The car was already supported on axle stands so once the ancillaries had been removed, the hoist could be used to lower the engine onto the waiting trolley. The castors were already showing signs of giving way, as can be seen in the photo above! I really should have reconsidered whether it was wise to continue. However, again, I ploughed on. Dooh!

The ridiculous height of the makeshift trolley caused no end of trouble! Not only that but it shows the first signs of the castors giving way under the weightThe front and rear were then raised alternately, supported by axle stands on building blocks. The rear was just about within the range of my trolley jacks but the front needed to be lifted via the lifting frame.

Once the front sub-frame was clear of the engine, the lifting frame was used to take the full weight of the front of the bodyshell. The supporting blocks were then removed to provide an exit route for my wobbly trolley. The trolley castors didn’t approve of being moved and their jaunty angle worsened severely as the trolley was delicately pulled clear!

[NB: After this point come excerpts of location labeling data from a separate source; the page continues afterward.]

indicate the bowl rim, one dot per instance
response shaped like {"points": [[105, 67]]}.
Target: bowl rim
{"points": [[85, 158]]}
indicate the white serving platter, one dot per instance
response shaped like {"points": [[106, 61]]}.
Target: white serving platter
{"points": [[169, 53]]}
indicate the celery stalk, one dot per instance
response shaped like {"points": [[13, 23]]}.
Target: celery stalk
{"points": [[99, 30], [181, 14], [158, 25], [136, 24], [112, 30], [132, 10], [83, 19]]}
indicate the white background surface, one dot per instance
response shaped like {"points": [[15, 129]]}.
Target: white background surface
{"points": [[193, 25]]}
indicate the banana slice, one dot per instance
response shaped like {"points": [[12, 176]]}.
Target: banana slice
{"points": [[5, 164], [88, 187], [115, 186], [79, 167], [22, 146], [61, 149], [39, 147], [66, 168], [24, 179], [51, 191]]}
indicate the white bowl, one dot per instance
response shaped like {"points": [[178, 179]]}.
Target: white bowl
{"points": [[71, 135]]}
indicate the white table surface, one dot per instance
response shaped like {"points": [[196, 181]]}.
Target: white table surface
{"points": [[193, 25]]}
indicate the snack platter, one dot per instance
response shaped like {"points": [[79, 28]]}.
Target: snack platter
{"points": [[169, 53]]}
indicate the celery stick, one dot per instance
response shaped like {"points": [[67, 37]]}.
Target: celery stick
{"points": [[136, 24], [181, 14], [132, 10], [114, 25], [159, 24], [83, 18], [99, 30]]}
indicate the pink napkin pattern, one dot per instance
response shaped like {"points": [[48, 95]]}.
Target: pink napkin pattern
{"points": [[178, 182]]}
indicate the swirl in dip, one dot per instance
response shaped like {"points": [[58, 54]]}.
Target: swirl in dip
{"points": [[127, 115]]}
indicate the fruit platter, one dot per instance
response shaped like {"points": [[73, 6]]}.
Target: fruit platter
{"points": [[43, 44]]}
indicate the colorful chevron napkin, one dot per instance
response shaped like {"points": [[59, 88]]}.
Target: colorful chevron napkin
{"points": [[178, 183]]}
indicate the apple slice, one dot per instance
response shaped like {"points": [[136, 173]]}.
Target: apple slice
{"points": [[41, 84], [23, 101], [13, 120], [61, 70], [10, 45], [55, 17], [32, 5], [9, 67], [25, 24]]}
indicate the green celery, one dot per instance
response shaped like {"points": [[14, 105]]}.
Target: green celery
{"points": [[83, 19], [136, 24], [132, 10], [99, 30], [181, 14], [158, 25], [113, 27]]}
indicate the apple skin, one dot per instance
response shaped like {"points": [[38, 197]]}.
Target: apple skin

At this stage I would have been in all sorts of problems had the trolley collapsed “mid-extraction” as the only lifting gear I had was in used supporting the bodyshell!

I did have to realign the trolley legs several times, taking the weight by an extended crowbar. It was very close but fortunately the trolley lasted just long enough to pull the engine clear. It was then mounted on a proper engine stand.

On a positive note, the lesson learnt for the rebuild is to use a more substantial trolley which is as low to the ground as possible and to have a backout plan in case something does go wrong. Even with the self-induced problems, I still think dropping the engine is the way to go!